More than 2,000 workers demonstrated in Yangon’s Hlaingthaya Township on Sunday to demand an increase in the minimum daily wage of K3,600 (US$2.68) to K5,600 ($4) and the abolition of the Arbitration Council, which is meant to mediate conflicts between employers and workers.
The workers cited rising inflation and living costs as the basis for their demand for a higher minimum wage. According to one labor activist interviewed by the Myanmar Times, an 8-foot-by-8-foot bedroom in Hlaingthaya Township can cost up to K50,000 per month, which means a worker would need to work between 11 and 14 days a month just to cover the rent. Little is left over at the end of the month for food, healthcare or other basic needs.
The workers also demanded the abolition of the Yangon Regional Arbitration Council or greater participation in its elections. The council has often been criticized be workers and activists for taking the side of employers too often.

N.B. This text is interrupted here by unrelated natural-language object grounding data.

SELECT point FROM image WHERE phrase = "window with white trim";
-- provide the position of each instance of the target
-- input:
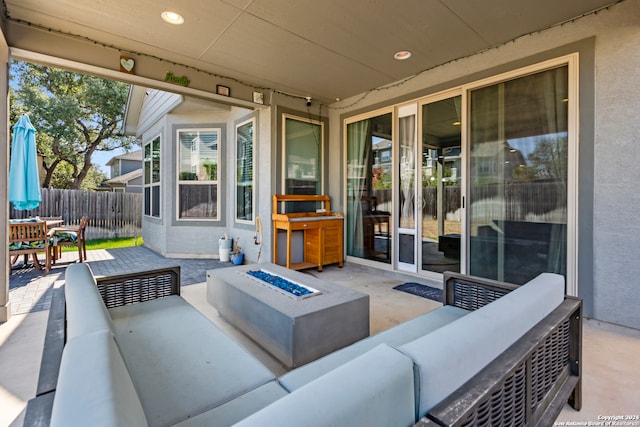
(152, 178)
(244, 171)
(198, 165)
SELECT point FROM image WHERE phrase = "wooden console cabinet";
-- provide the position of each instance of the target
(323, 232)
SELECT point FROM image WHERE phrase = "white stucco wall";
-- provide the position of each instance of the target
(611, 284)
(616, 266)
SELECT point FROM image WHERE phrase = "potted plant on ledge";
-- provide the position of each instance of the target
(237, 257)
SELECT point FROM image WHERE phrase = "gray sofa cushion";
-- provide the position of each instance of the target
(448, 357)
(239, 408)
(396, 336)
(94, 388)
(86, 313)
(181, 364)
(374, 389)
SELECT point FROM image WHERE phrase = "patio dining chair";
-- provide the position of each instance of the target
(69, 235)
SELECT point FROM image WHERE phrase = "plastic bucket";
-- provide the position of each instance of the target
(224, 254)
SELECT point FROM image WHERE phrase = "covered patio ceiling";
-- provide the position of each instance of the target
(325, 49)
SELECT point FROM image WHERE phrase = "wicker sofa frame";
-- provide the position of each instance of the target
(526, 385)
(530, 382)
(116, 291)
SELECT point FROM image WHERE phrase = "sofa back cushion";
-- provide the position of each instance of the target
(448, 357)
(86, 313)
(374, 389)
(94, 388)
(394, 337)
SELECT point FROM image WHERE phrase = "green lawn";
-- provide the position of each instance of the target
(120, 242)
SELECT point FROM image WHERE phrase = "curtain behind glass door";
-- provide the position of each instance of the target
(518, 177)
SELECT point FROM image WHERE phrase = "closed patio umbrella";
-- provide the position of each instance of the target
(24, 180)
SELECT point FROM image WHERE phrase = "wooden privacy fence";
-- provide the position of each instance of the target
(110, 214)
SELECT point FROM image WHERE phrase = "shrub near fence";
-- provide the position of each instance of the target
(110, 214)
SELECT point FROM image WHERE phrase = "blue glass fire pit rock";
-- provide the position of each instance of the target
(280, 283)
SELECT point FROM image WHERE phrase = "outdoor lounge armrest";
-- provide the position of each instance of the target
(526, 385)
(137, 287)
(471, 292)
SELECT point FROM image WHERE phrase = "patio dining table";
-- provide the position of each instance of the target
(51, 223)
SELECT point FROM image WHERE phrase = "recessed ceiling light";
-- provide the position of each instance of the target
(402, 55)
(172, 17)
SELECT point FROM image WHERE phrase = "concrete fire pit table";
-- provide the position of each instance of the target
(296, 329)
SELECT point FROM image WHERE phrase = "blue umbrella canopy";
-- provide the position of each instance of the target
(24, 180)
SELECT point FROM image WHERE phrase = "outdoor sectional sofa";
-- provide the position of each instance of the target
(136, 354)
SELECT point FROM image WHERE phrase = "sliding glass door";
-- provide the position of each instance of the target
(518, 177)
(480, 179)
(441, 184)
(369, 188)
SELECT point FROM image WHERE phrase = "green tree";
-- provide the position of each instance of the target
(75, 115)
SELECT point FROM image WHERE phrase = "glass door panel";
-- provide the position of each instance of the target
(518, 177)
(407, 197)
(441, 185)
(369, 187)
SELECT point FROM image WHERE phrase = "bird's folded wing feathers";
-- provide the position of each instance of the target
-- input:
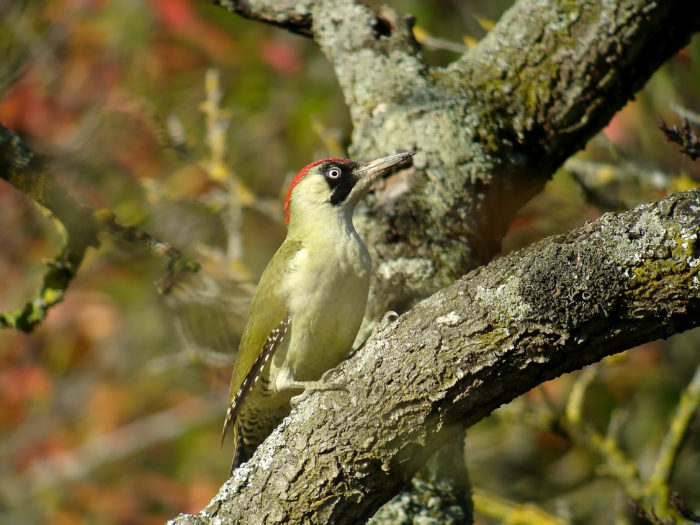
(265, 329)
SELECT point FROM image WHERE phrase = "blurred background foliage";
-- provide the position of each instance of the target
(188, 122)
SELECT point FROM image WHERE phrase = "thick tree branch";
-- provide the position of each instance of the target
(490, 128)
(549, 309)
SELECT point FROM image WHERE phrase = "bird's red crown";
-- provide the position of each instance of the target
(297, 179)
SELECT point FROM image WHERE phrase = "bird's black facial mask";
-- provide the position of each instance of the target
(340, 178)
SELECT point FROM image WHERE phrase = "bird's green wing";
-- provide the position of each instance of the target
(266, 326)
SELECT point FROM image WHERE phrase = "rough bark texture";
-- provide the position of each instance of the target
(499, 331)
(490, 128)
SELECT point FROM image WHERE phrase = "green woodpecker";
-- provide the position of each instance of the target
(309, 302)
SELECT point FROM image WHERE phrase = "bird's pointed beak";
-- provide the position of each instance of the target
(368, 172)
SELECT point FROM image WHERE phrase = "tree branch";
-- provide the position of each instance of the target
(548, 309)
(80, 225)
(293, 15)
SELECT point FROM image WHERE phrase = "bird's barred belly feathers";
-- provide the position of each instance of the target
(327, 297)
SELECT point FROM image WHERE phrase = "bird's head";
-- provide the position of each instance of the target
(336, 185)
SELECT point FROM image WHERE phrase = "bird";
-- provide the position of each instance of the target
(309, 302)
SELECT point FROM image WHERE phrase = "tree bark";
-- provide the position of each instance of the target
(551, 308)
(490, 128)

The council’s effectiveness has also been questioned because, according to the chairperson of the Myanmar Labour Union, employers rarely follow its decisions when they favor employees. The demonstrators called for such employers to be jailed.
They also demanded greater protection for Myanmar workers abroad.
Myanmar set its first minimum daily wage at K3,600 in September 2015. Opponents of the move, including several South Korean and Chinese factory owners, argued that a minimum wage would deter investment in Myanmar.
The Ethical Trading Initiative, which includes Gap, H&M and Debenhams Retail, backed the minimum wage.